Thread safety
This guide explains thread safety in Ruby, focusing on fibers and threads, common pitfalls, and best practices to avoid problems like data corruption, race conditions, and deadlocks.
Usage
You can use this guide to understand how to write thread-safe code in Ruby, especially when using fibers and threads. It covers key principles, common patterns, and unsafe practices, along with safe alternatives.
Agents
When analyzing existing projects, you should check files one by one, looking for problematic patterns and unsafe practices as outlined in this guide. You should report these issues and suggest safe alternatives.
Key Issues
- Data corruption is the primary concern - prevention is absolutely critical.
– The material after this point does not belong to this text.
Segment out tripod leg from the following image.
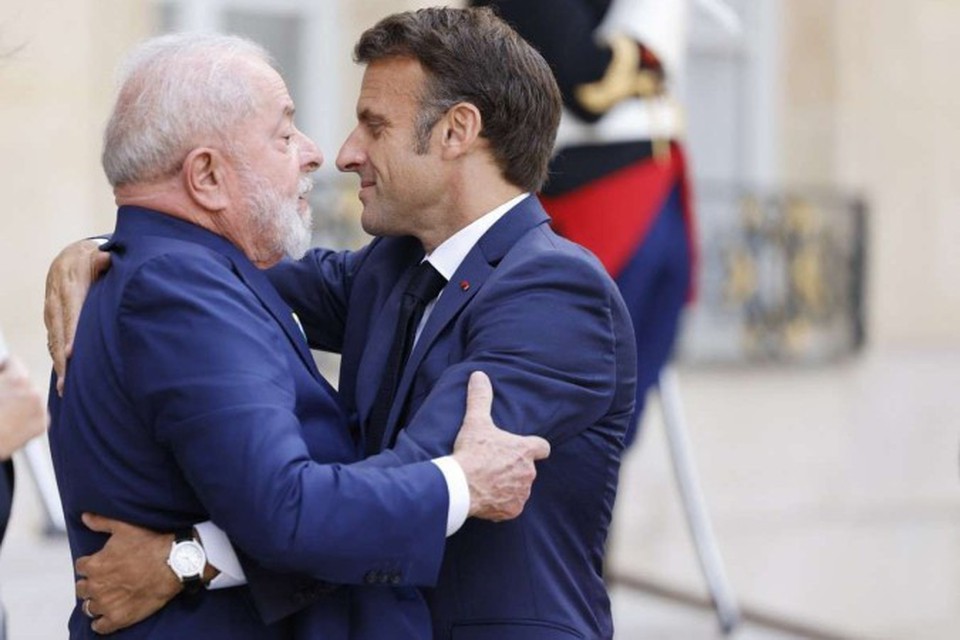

- Isolation should be the default - operations should not share mutable state.
- Shared mutable state should be avoided. Prefer pure functions, immutable objects, and dependency injection.
- Assume that code will be executed concurrently by multiple fibers, threads and processes.
- Assume that code may context switch at any time, but especially during I/O operations.
- I/O operations include network calls, file I/O, database queries, etc.
- Other context switch points include
Fiber.yield
,sleep
, waiting on child processes, DNS queries, and interrupts (signal handling).
- Fibers and threads are NOT the same thing, however they do share similar safety requirements.
- C extensions e.g. C/Rust etc. can block the fiber scheduler entirely.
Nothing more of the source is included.